Comes e bebes?
Na Train, apesar de ter levado o pistol, a Sharks acabou sucumbindo aos onze rounds consecutivos da ATK, que encaixava sólidas ofensivas especialmente pelo bombsite A. Sem conseguir punir os avanços norte-americanos, os tubarões foram atropelados na primeira metade: 12 a 3 para a ATK.
Longe de se renderem, os brasileiros levaram o pistol da segunda metade, confirmando os anti-ecos e trocando rounds com a ATK na sequência. Após longa paralisação na partida por conta de problemas com a transmissão, a Sharks voltou ainda mais sedenta pelo empate, reduzindo a vantagem norte-americana para 13 a 11. Mesmo com certa dificuldade, a ATK conseguiu retomar o controle do jogo, fechando com segurança: 16 a 12 no pick dos brasileiros.
Sem dificuldades
A primeira metade da Inferno foi praticamente um replay da Train. Começando de CT, a Sharks até levou o pistol, mas a ATK logo encaixou o forçado e passou a controlar o jogo, abusando de um excelente trabalho de utilitários para anular completamente a defesa da Sharks, o que resultou em mais uma metade terminada em 12 a 3 para os norte-americanos.
Novamente, a Sharks resistiu, levando o pistol e os anti-ecos.
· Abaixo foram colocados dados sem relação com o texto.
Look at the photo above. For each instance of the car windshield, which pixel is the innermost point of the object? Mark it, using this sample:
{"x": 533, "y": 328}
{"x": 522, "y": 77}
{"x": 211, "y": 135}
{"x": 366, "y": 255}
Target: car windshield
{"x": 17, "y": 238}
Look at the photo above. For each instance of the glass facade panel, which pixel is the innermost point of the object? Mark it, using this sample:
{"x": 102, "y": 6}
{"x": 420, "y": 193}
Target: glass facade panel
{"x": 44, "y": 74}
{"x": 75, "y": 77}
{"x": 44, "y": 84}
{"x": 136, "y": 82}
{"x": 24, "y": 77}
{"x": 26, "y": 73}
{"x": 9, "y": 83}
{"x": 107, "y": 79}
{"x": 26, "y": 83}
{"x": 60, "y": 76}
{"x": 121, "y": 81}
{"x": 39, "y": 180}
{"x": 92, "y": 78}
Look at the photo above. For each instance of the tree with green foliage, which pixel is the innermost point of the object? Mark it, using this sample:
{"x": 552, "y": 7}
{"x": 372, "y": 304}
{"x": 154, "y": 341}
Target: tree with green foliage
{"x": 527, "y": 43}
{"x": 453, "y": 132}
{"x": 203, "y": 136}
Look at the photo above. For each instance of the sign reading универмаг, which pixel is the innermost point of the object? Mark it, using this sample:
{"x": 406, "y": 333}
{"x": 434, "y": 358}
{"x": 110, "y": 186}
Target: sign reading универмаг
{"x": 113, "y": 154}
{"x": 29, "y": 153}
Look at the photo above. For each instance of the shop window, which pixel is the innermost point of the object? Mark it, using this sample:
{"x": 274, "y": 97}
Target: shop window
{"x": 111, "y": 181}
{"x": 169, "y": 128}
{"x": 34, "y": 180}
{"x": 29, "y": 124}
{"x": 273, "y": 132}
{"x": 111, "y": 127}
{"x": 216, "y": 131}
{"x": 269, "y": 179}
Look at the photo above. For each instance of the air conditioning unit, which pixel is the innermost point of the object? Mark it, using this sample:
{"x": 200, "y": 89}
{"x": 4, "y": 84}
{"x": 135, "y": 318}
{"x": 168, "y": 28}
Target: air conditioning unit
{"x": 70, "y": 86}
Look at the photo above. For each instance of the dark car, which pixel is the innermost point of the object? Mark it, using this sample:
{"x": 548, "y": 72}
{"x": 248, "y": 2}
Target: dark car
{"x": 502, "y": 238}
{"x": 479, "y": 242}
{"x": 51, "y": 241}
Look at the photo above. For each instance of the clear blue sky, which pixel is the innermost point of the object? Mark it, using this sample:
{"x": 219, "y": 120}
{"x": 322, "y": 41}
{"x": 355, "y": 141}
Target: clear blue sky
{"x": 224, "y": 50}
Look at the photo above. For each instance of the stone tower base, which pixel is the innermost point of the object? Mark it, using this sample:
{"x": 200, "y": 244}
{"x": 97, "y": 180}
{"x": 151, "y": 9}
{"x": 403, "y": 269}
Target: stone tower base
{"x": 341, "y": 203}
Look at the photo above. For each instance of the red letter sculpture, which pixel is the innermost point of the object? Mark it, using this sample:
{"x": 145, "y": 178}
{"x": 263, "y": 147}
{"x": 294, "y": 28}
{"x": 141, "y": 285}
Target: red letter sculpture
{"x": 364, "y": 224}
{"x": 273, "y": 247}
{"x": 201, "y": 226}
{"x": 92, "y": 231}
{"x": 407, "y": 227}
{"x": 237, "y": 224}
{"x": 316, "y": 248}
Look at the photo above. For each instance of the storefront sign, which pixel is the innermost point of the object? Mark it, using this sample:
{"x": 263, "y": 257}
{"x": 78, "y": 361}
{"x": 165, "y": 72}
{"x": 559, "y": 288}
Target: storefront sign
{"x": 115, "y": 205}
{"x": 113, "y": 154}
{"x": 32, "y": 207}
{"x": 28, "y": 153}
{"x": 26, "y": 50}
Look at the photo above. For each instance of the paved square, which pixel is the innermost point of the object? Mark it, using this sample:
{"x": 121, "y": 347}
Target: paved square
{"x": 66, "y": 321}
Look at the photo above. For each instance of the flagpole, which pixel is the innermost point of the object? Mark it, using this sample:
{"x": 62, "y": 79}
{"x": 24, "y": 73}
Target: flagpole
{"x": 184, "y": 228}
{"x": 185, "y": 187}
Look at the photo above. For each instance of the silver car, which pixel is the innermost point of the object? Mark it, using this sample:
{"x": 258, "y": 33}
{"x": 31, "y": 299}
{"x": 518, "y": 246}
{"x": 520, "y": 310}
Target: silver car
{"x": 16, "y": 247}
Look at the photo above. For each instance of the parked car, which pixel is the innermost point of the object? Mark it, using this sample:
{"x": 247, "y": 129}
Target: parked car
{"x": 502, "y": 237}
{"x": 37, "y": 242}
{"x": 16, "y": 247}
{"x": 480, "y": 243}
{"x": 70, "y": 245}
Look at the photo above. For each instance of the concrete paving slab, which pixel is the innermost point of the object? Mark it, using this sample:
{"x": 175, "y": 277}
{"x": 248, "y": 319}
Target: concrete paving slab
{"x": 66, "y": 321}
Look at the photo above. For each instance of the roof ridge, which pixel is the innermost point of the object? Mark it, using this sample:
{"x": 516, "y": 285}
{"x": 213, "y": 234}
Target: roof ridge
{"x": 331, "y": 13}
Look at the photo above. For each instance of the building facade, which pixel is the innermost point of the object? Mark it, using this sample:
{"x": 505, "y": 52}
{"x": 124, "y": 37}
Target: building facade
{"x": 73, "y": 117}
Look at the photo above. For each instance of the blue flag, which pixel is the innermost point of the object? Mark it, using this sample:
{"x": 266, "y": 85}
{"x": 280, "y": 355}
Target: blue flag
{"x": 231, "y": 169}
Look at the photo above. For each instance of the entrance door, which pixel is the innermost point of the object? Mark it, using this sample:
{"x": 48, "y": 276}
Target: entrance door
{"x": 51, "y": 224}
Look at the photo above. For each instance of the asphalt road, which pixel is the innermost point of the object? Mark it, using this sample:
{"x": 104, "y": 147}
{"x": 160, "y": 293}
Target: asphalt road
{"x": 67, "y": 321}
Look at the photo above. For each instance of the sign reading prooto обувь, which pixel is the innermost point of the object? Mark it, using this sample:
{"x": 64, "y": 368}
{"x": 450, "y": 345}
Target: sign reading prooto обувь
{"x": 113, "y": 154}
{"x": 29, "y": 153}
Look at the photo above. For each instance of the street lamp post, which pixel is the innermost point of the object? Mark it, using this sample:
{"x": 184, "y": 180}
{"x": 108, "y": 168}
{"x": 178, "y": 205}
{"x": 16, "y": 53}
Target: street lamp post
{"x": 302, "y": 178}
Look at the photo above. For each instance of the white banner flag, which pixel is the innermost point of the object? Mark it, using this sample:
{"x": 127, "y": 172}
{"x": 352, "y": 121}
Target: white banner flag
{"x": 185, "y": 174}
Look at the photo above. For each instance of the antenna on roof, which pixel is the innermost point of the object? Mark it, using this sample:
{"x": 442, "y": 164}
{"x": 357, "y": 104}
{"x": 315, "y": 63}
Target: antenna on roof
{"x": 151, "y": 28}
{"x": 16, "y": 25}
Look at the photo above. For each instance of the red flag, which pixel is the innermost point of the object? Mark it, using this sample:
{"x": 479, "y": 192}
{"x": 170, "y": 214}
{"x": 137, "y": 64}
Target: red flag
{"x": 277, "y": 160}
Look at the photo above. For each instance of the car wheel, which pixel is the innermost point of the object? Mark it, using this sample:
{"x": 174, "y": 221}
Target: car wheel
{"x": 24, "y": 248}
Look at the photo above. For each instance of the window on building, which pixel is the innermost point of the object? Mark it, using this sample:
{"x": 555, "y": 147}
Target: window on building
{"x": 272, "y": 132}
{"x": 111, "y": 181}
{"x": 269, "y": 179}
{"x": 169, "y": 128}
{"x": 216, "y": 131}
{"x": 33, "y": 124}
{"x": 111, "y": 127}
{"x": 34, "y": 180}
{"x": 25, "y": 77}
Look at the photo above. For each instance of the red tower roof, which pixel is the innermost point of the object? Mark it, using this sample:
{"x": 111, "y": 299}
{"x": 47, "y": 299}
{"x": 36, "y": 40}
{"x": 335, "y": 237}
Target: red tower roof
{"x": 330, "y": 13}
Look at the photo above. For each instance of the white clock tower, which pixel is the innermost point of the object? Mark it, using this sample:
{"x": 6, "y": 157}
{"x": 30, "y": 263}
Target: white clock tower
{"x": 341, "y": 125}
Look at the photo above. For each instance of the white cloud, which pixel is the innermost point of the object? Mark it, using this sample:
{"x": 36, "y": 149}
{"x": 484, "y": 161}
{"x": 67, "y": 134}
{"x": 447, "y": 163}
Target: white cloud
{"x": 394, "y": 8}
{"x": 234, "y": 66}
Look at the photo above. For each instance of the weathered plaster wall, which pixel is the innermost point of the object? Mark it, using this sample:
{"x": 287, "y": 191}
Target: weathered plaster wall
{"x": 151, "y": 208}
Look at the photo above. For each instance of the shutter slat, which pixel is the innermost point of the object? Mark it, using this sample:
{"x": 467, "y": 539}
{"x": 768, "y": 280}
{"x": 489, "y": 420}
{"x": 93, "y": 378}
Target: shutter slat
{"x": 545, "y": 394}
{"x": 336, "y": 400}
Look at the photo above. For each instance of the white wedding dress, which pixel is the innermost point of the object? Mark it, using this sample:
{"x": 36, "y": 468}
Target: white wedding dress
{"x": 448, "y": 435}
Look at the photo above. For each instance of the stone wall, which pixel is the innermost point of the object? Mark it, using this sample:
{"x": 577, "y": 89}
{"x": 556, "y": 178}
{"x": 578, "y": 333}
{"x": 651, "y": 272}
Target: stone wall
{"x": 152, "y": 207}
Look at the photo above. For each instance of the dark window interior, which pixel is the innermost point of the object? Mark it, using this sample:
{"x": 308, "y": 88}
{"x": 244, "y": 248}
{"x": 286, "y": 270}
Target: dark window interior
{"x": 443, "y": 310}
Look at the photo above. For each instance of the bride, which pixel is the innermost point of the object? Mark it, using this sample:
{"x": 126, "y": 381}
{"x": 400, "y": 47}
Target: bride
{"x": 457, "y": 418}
Voltando armada, a ATK não demorou para retomar o controle total da partida, frustrando todo e qualquer avanço brasileiro, até mesmo em situações de desvantagem numérica, o que culminou com os norte-americanos logo alcançando o matchpoint. Por um único round, a Sharks resistiu, mas na segunda oportunidade, a ATK não deu sorte ao azar e fechou a partida com um sólido 16 a 7.
O que o resultado representa?
Com a vitória, a ATK acumula mais $12.5 mil na tabela de classificação da divisão norte-americana da ECS S8, que leva em conta a premiação arrecadada por cada equipe.
Apesar da derrota, a Sharks já havia garantido vaga nas finais globais da competição, por ter acumulado a maior quantidade de premiação ganha nas duas primeiras semanas de disputa.